The days are long, receding slowly from the summer solstice, and the rising is early in the Weleda gardens. The prolific, valuable weeds continue to be plucked and heaped for use. Biodynamic silica preparation, made using quartz crystals, is sprayed: a sprinkling of natural light and crystalline vigour for growing plants. Green manures, such as clover and rye grass, are sown on vacant ground and the harvest continues. Mature willow and fern leaves are gathered.
Vivid orange calendula, a boon for insects and other pollinators, is harvested to produce a calendula extract that goes into creams, oils, ointments, lotions, soaps, shampoos and toothpaste, which make effective use of its healing properties.
Long evenings with the family at the allotment
Calendula has been used medicinally since the 12th century, and long incorporated into traditional Indian, Arabic and Greek medicine. Its antimicrobial, antiseptic and anti-inflammatory properties are balanced by its gentleness.

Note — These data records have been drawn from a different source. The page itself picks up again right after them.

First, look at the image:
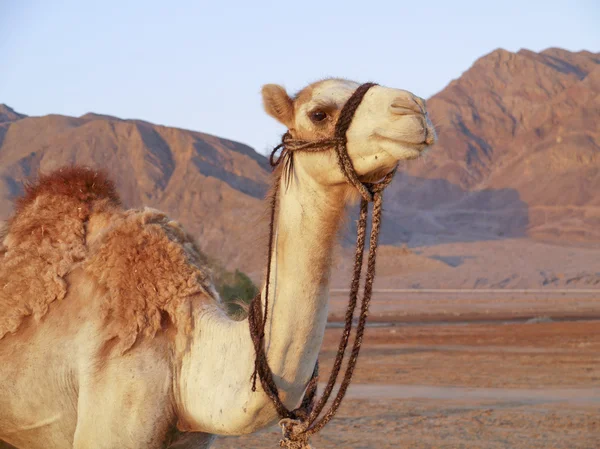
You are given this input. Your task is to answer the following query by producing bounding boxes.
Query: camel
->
[0,79,436,449]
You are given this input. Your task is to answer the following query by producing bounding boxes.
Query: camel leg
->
[73,340,176,449]
[168,432,216,449]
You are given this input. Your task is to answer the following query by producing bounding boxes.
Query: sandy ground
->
[214,310,600,449]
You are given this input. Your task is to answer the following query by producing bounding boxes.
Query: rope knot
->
[279,418,314,449]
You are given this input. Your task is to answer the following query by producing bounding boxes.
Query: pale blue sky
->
[0,0,600,152]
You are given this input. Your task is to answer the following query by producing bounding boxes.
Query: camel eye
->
[310,111,327,122]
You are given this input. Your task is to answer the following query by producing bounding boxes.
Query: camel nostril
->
[390,97,424,115]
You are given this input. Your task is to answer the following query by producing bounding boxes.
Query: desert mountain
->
[0,107,268,269]
[0,49,600,288]
[388,48,600,245]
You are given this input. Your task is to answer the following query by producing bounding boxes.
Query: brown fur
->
[84,209,216,353]
[0,167,216,346]
[0,167,119,338]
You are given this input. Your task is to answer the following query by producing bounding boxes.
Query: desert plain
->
[214,289,600,449]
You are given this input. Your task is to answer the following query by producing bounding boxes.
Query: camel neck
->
[262,167,345,407]
[175,166,347,435]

It is an understanding, soothing treatment for unhappy skin, and wounds and burns in need of nursing.
The mature flowers hold the highest concentration of medicinal properties so, once they’ve been open for a few days, they can be collected, preferably on the morning of a ‘flower day’, and dried – out of the light, in a well-ventilated spot, not in an oven.
Pots of gold
The dried flowers can then be used to make a tea, or put in the stew pot – hence their common name of ‘pot marigold’. The attractive orange petals can also be pulled off and used fresh to garnish salads.
It is a crop we have in common. At our little allotment plot, the calendula we sowed last year has happily self-seeded; we winnowed seeds from the dried flower heads for good measure and we are plotting its uses; both healing and culinary. Their colour is a languid stretch of sunset between the raised beds – and I am in agreement with those ancient herbalists, who believed that just looking at the flowers can soothe the mind and banish destructive forces.
Summer's abundant crops
Flavour-wise, calendula can be a little divisive; with its tangy, peppery and grassy notes. It will soothe a rough throat taken as a fragrant tea just as nicely as it will spike a salad of water-rich summer crops. It will no doubt also find its way into those simmering, lazy casseroles which, when served with torn sourdough, are perfect for outdoor communing. The more we pick, the more calendula obliges.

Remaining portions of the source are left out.